Protecting Australians from Terrorism
Petro Georgiou has announced that he will introduce a bill in Parliament to establish the position of independent reviewer of Australian terrorism laws, whose reviews will be tabled in Parliament. You can read his arguments for doing so in his article posted here.
Among the points he makes are: “A democracy’s response to the threat of terrorism cannot simply comprise the enactment of more stringent laws and the expansion of police and intelligence agencies,” and, “The challenge of protecting security without undermining people’s fundamental rights requires constant vigilance. But the machinery of vigilance in Australia is deficient.”
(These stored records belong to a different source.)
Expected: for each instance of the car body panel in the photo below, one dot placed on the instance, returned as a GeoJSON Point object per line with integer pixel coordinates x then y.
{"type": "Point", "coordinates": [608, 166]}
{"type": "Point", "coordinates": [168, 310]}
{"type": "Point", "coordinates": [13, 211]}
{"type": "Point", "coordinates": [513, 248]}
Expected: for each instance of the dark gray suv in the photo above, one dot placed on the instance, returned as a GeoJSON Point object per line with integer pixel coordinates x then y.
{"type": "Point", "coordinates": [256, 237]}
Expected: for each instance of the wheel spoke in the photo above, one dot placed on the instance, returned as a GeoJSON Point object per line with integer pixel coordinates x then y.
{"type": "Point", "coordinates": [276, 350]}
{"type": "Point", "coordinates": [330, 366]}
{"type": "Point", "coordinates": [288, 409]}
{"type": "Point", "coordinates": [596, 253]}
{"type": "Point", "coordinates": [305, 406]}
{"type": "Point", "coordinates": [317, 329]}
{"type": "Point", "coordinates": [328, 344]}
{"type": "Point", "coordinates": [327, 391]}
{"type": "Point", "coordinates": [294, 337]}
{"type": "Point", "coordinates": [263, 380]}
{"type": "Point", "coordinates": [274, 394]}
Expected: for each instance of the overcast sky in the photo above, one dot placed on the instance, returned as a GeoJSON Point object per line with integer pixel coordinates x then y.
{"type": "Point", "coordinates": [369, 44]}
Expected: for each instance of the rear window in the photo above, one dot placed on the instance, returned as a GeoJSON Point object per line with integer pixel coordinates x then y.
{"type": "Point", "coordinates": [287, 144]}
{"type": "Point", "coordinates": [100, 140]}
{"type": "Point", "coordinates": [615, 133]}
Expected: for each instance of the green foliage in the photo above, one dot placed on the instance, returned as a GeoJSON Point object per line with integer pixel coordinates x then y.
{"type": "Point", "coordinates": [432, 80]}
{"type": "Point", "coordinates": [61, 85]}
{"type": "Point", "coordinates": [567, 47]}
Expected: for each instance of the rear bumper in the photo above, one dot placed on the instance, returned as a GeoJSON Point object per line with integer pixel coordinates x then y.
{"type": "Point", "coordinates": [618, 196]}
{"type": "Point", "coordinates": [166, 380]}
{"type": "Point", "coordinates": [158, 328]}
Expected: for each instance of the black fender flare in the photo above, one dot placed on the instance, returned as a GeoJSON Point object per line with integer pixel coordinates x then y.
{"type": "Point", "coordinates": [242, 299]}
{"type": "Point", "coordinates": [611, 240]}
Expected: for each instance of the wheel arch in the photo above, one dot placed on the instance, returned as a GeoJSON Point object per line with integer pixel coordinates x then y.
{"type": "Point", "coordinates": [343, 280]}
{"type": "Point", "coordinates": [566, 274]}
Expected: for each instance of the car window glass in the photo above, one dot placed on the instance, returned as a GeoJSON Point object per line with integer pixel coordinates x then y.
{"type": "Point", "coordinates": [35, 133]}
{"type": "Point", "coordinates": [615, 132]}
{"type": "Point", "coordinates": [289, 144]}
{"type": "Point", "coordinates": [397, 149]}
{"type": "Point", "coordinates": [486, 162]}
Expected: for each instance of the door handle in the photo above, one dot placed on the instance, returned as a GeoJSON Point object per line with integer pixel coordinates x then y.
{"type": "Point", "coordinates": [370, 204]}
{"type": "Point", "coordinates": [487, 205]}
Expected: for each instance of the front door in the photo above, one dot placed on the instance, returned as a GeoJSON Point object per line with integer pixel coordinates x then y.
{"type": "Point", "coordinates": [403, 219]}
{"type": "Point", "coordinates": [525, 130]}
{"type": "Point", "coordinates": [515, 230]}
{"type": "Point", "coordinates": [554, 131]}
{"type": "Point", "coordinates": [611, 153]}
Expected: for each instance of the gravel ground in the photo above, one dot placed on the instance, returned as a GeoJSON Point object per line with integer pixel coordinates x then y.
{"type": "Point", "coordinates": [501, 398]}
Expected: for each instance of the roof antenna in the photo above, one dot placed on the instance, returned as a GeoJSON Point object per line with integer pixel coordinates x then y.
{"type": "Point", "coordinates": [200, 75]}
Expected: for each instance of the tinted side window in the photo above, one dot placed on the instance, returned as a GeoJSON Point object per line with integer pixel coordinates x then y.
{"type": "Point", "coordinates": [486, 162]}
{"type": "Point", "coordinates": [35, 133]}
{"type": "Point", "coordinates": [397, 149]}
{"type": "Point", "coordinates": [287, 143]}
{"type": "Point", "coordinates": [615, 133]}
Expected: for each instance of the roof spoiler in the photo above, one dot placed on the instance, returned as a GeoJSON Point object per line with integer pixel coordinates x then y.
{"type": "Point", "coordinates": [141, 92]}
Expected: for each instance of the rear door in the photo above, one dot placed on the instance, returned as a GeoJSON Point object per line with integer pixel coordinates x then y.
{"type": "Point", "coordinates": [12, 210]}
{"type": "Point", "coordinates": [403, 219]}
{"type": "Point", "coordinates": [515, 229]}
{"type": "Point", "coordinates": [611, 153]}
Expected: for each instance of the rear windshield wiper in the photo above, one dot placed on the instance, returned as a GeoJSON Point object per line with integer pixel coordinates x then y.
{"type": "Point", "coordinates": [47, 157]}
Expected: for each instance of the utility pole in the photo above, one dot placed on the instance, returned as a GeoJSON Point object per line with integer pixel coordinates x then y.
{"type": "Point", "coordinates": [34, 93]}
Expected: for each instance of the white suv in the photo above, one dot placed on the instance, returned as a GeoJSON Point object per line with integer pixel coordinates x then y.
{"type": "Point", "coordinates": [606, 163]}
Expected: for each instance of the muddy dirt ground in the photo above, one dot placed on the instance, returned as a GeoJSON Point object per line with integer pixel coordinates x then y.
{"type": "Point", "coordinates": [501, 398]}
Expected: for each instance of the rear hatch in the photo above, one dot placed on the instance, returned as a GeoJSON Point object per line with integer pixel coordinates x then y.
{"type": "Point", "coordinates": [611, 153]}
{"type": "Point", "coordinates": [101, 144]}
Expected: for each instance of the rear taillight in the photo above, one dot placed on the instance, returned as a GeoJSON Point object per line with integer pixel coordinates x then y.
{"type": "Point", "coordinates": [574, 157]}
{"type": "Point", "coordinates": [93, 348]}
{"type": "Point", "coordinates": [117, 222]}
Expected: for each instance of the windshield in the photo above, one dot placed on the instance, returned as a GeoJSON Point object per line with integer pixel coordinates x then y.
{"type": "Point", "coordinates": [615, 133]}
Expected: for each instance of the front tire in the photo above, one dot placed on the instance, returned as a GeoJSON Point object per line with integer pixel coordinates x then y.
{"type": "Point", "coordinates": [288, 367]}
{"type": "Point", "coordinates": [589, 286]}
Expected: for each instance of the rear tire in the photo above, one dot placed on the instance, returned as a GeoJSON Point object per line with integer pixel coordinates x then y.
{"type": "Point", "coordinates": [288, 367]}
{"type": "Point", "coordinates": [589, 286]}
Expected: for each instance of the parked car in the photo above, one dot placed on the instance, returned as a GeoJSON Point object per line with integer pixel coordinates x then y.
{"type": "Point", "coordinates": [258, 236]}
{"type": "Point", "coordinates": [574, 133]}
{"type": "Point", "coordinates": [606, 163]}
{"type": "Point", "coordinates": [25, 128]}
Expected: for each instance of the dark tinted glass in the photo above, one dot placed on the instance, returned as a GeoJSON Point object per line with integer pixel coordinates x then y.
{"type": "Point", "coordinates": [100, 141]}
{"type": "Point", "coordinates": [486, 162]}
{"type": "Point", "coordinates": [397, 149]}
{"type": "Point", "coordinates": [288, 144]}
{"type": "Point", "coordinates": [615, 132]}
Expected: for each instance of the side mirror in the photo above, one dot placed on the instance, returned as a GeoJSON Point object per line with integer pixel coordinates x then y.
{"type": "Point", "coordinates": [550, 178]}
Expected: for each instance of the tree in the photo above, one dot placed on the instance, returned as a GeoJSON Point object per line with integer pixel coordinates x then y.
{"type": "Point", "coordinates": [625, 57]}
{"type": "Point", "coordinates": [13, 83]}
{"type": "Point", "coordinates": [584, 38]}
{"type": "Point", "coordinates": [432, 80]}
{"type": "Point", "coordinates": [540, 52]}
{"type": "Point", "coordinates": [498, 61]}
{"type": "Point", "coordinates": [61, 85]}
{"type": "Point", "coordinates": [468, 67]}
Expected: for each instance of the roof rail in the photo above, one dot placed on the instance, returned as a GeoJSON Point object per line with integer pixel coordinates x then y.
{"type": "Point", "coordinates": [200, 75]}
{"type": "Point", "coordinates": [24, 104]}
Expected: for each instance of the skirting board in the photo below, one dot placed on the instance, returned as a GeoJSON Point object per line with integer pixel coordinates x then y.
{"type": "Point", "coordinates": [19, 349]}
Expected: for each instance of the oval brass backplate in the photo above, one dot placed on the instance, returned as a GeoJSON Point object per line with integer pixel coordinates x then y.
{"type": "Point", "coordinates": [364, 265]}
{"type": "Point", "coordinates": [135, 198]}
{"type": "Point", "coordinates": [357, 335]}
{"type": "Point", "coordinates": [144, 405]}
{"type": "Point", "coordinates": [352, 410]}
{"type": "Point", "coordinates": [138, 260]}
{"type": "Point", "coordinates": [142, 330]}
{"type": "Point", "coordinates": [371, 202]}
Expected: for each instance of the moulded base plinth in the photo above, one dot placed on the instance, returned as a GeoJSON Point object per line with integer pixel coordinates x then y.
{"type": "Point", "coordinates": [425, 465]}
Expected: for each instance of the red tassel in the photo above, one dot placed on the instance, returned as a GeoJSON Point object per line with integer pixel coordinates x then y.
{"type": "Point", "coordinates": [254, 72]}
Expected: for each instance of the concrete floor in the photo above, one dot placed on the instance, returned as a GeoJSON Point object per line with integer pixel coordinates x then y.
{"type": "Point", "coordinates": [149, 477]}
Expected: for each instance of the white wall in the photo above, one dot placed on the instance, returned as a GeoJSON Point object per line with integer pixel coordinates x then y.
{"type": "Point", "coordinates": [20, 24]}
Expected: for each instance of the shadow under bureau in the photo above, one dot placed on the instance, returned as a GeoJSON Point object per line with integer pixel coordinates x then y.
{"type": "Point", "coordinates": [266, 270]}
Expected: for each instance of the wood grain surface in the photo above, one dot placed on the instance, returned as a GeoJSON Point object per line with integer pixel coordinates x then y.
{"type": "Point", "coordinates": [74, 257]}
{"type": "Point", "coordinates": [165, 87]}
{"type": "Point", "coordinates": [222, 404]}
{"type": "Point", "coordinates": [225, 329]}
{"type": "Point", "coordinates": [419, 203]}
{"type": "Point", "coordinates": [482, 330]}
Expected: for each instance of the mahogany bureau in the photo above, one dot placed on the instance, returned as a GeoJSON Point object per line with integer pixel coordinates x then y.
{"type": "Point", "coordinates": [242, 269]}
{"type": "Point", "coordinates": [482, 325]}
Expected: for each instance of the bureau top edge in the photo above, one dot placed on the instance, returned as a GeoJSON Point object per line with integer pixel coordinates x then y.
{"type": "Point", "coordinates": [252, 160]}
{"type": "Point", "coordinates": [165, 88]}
I will be interested in your responses to his call for the appointment an independent reviewer.
As someone who has been concerned for a long time about the steady erosion of human rights in this country, I would like to give my wholehearted support to Mr. Georgiou’s comments. Australia badly needs an independent body to monitor and review the unprecedented powers given to the government and security services. If the price of safety is liberty, the terrorists have won.
If we had a decent constitution which proclaimed our fundamental human rights immutable we would not need such a person to protect us from bad laws as they would not be able to be made in the first place. I found myself unable to vote for either major party in the last election because of the bipartisan support for these terrible laws. (I use the word ‘terrible’ advisedly). We should be pushing for a new constitution meaningful in the 21st century and not just a 19th century trade pact between states.
I fully support Petro Georgio’s call for the creation of an independent reviewer of Australia’s terrorism laws. The incredible powers given to ministers to decide which organisations, or persons, are “terrorists”, often on the basis of political expediency, and the granting of extraordinary powers to police and intelligence organisations, needs careful oversight and scrutiny.
The draconian erosion of human rights under the current laws is evidence enough that Mr Georgiou’s bill is necessary. Terrorism must win if we succumb to bad laws in the vain hope of persuading ourselves that our legal system needs to become our oppressor to fight it.
Our best solution is to give ourselves a relevant Constitution with a Bill of Rights. Then our High Court may be the Reviewer we need. Until this happens, Mr Georgiou’s Bill is one that needs support.
I note with concern that nobody has commented on the fact that Mr. Georgiou’s motion was not only defeated in parliament but that he was silenced by a government motion that ‘he should no longer be heard’
What is this country coming to?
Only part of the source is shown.